Abstract Invasive infections due to Aspergillus fumigatus are increasing and are still associated with unacceptably high mortality, even with new therapies. Our understanding of A. fumigatus infection biology is limited. Among 10,180 predicted genes in the A. fumigatus genome, over 95% are uncharacterized, and fewer than 100 genes have demonstrated roles in virulence. It is critical to identify genes that govern virulence and the pathways in which they act because they can point to high priority targets for therapeutic and diagnostic development. We have identified a transcriptional regulator in A. fumigatus, WrpA, that shares limited homology with Candida albicans Wor1 and Histoplasma capsulatum Ryp1. Our preliminary data indicate that WrpA governs the capacity of A. fumigatus to withstand macrophage killing, grow under hypoxic conditions, and invade and damage pulmonary cells in vitro. ΔwrpA deletion mutants have highly attenuated virulence in the mouse model of invasive aspergillosis. Using RNA-seq, we found that WrpA governs the expression of ~15% of genes in the A. fumigatus genome, including multiple transcription factor genes. Our premise is that the WrpA is a master regulator that governs host cell interactions and virulence. In support of this premise, our initial investigations of the WrpA regulon have already revealed novel pathogenicity-related functions of three WrpA-dependent transcription factors, SrbB, Fcr1, and Ndt80. Our goal is to characterize the WrpA regulon in A. fumigatus and to identify downstream effector genes whose products mediate pathogenicity by: 1) identifying the transcription factors that are directly regulated by WrpA and determining their roles in pathogenicity; 2) analyzing selected WrpA- dependent transcription factors and identifying their downstream target genes; and 3) determining the function of effector genes controlled by the WrpA regulon and investigating their roles in virulence. The results of the experiments described in this proposal will enable us to characterize a key transcriptional regulator that governs A. fumigatus pathogenicity and then use this information to identify downstream effector genes, the products of which mediate host cell interactions and virulence. The results of this work will not only provide foundational understanding of A. fumigatus virulence mechanisms, but also hold promise to identify new diagnostic, therapeutic, and vaccine targets.
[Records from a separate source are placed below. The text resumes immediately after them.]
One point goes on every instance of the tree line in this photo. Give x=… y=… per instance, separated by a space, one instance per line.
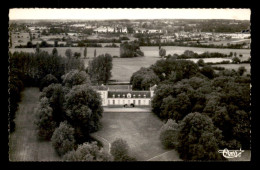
x=211 y=110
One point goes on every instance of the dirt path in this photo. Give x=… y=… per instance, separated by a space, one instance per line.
x=23 y=142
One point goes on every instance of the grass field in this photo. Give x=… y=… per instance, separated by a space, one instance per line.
x=23 y=142
x=21 y=38
x=154 y=51
x=139 y=129
x=123 y=68
x=236 y=66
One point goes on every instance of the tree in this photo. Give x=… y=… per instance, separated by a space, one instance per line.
x=162 y=52
x=241 y=70
x=169 y=134
x=47 y=80
x=175 y=108
x=201 y=63
x=208 y=71
x=68 y=53
x=55 y=95
x=77 y=55
x=85 y=52
x=236 y=60
x=88 y=152
x=198 y=138
x=119 y=150
x=63 y=138
x=37 y=48
x=230 y=54
x=95 y=53
x=29 y=44
x=100 y=68
x=75 y=77
x=129 y=50
x=55 y=52
x=55 y=43
x=44 y=120
x=83 y=111
x=143 y=79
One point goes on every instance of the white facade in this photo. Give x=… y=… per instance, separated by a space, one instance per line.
x=138 y=98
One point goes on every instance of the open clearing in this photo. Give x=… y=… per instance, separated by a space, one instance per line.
x=141 y=131
x=236 y=66
x=23 y=142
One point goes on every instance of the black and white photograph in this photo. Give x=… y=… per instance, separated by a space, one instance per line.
x=129 y=85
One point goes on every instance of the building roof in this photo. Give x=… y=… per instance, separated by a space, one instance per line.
x=129 y=94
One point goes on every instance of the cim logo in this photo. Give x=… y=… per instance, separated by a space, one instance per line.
x=231 y=153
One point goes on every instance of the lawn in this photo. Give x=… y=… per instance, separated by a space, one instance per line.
x=139 y=129
x=23 y=142
x=236 y=66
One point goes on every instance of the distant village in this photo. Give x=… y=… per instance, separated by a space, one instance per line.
x=168 y=31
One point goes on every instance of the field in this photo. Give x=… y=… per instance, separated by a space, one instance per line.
x=23 y=142
x=61 y=50
x=139 y=129
x=123 y=68
x=154 y=51
x=236 y=66
x=225 y=42
x=21 y=38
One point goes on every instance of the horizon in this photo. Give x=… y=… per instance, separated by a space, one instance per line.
x=128 y=14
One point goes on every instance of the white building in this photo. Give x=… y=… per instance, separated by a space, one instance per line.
x=122 y=97
x=103 y=29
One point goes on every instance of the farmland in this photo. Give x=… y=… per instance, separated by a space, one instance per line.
x=236 y=66
x=123 y=68
x=140 y=130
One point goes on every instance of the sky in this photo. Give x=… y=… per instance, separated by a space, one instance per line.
x=102 y=14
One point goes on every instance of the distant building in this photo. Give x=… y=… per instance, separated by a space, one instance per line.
x=79 y=25
x=122 y=97
x=104 y=29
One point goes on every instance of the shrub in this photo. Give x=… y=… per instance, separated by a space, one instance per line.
x=88 y=152
x=44 y=120
x=47 y=80
x=63 y=138
x=198 y=138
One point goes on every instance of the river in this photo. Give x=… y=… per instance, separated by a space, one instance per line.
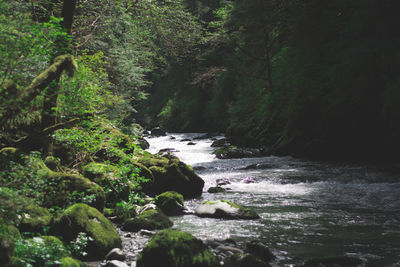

摘要 烟曲霉引起的侵袭性感染正在增加，并且仍然与不可接受的高水平相关 死亡率，即使有新的疗法。我们对A.烟曲霉感染生物学是有限的。在10 180人中 预测基因在A.烟曲霉基因组中，超过95%是未表征的，只有不到100个基因具有 在毒力方面的作用。关键是要确定控制毒力的基因和其中的途径， 它们之所以采取行动，是因为它们可以为治疗和诊断的发展指明高度优先的目标。我们有 在A.与白色念珠菌具有有限的同源性 Wor 1和包囊组织胞浆菌Ryp 1。我们的初步数据表明，A. 烟曲霉抵抗巨噬细胞杀伤，在缺氧条件下生长，并侵入和损害肺 体外细胞ΔwrpA缺失突变体在侵袭性肺转移小鼠模型中的毒力高度减弱 曲霉病使用RNA-seq，我们发现ApopA控制了A中约15%的基因的表达。烟曲霉 基因组，包括多个转录因子基因。我们的前提是，AFPA是一个主调节器， 控制宿主细胞的相互作用和毒力。为了支持这一前提，我们对ACPA的初步调查 调节子已经揭示了三种与致病性相关的转录调控功能， 因子SrbB、Fcr 1和Ndt 80。我们的目标是描述A.烟曲霉，并确定 其产物通过以下方式介导致病性的下游效应基因：1）鉴定转录因子， 直接受BMPA调节，并决定其在致病性中的作用; 2）分析选择的BMPA- 依赖性转录因子并鉴定其下游靶基因;和3）确定功能 的效应基因的控制下，调节子和调查他们的作用，毒力。的结果 在这个提议中描述的实验将使我们能够描述一个关键的转录调节因子， A.烟曲霉致病性，然后使用这些信息来确定下游效应基因， 其介导宿主细胞相互作用和毒力。这项工作的结果不仅将提供基础 理解A。烟曲霉毒力机制，但也有希望确定新的诊断， 治疗和疫苗靶点。